The 8-year timetable is too long; and far too much of the burden in the first couple of years has been placed on tax hikes, and far too little on reduced government consumption. As the Centre for Policy Studies reminds us, planned cuts to government expenditure over this Parliament (about 4 per cent in real terms) pale in comparison to the huge expansion (61 per cent in real terms) of the state under Labour (albeit over a longer period).
We keep hearing that the chancellor’s mix is 80 per cent–20 per cent in favour of spending cuts, and that this is what international organisations believe to be the optimal mix. Even if that were true – our problem is one of excessive spending, not one of excessively low tax, so I would have focused exclusively on tackling our bloated state – this omits a crucial caveat. The evidence is that it is government current spending (including wages or benefits) not government capex (such as roads) that should be cut to maximise growth.

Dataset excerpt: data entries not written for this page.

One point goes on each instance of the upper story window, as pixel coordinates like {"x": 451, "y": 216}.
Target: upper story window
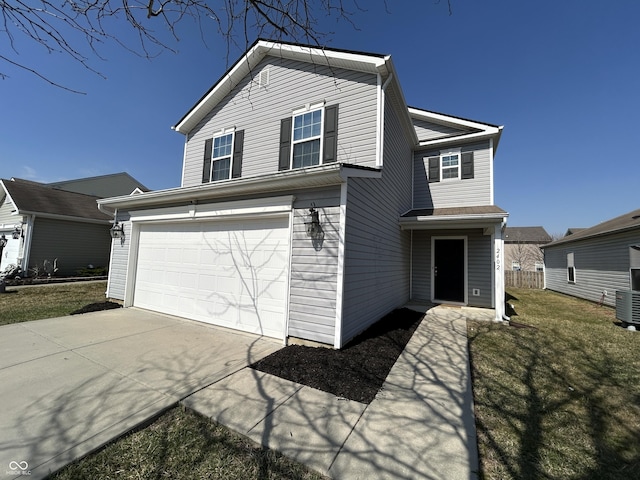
{"x": 449, "y": 165}
{"x": 221, "y": 160}
{"x": 309, "y": 137}
{"x": 223, "y": 156}
{"x": 307, "y": 133}
{"x": 571, "y": 268}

The bigger issue is that Osborne hasn’t actually delivered 80-20. The Institute for Fiscal Studies reveals that more than half of the fiscal consolidation in 2011-12 and a third in 2012-13 came from tax hikes. The chancellor’s claim is right over time, but misleading in the short-term. It is also clear that an unhealthily large chunk of the consolidation by 2013-14 is still accounted for by tax hikes and cuts to capex. It is only by 2015-16 that the share of tax hikes in the cumulative reduction of the deficit falls to a fifth (19 per cent). By 2017-18, it is down to 15 per cent, with the relative importance of capex cuts also falling.

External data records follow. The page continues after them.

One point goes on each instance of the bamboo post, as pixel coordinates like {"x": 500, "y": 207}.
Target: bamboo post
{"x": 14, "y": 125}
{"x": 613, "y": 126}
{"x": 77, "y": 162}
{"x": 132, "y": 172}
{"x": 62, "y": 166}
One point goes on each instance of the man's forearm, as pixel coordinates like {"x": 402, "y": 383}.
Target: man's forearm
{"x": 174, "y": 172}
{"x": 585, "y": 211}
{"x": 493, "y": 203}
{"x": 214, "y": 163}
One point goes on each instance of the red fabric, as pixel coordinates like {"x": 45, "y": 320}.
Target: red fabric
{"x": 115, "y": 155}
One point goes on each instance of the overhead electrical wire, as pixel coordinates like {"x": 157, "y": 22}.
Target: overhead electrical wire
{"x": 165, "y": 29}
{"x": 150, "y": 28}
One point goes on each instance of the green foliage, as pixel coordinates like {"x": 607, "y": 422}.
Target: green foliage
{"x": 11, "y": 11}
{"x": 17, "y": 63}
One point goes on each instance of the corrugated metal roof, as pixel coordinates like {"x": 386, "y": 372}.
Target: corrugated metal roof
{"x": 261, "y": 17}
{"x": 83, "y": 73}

Given that tax hikes damage growth, as does cutting capex (unless it is replaced by private investment), the fact that both of these have been front-ended in this way are one reason – there are of course many others – why the UK’s performance is so poor. GDP is now forecast by the Office for Budget Responsibility to grow by 4.3 per cent over this Parliament, compared to the 6.7 per cent forecast in March and the 11.2 per cent originally forecast in the Emergency Budget of June 2010. It is excellent news that Osborne will be seeking a healthier cuts to tax hikes balance after the next election – but by then it may well be too late.
There are plenty of areas in which extra savings could be found. Why is the taxpayer going to fork out £50m to give Old Street’s Silicon Roundabout a facelift? Or take public sector employment: the ONS says that the public sector headcount is down 628,000 from 6.292m in the second quarter of 2010 to 5.664m in the second quarter of this year, a drop of 10 per cent (or 9.5 per cent on a full time equivalent basis). There was a 6.5 per cent fall between the second quarter of 2011 and the second quarter of 2012 alone (5.9 per cent full time equivalents).
Yet total pay in the public sector rose from £168.027bn in 2010-11 to £171.217bn in 2011-12, a 1.9 per cent increase. How can this be possible? Some of it might be accounted for by payoffs but it does seem to suggest an explosion in the unit cost of labour in the public sector.
Last but not least, there must be more scope for welfare reform: in 2010-11, 53.4 per cent of households received more from the state than they paid in taxes, up from 43.8 per cent in 2000-01. We need austerity, but it needs to be of the right kind.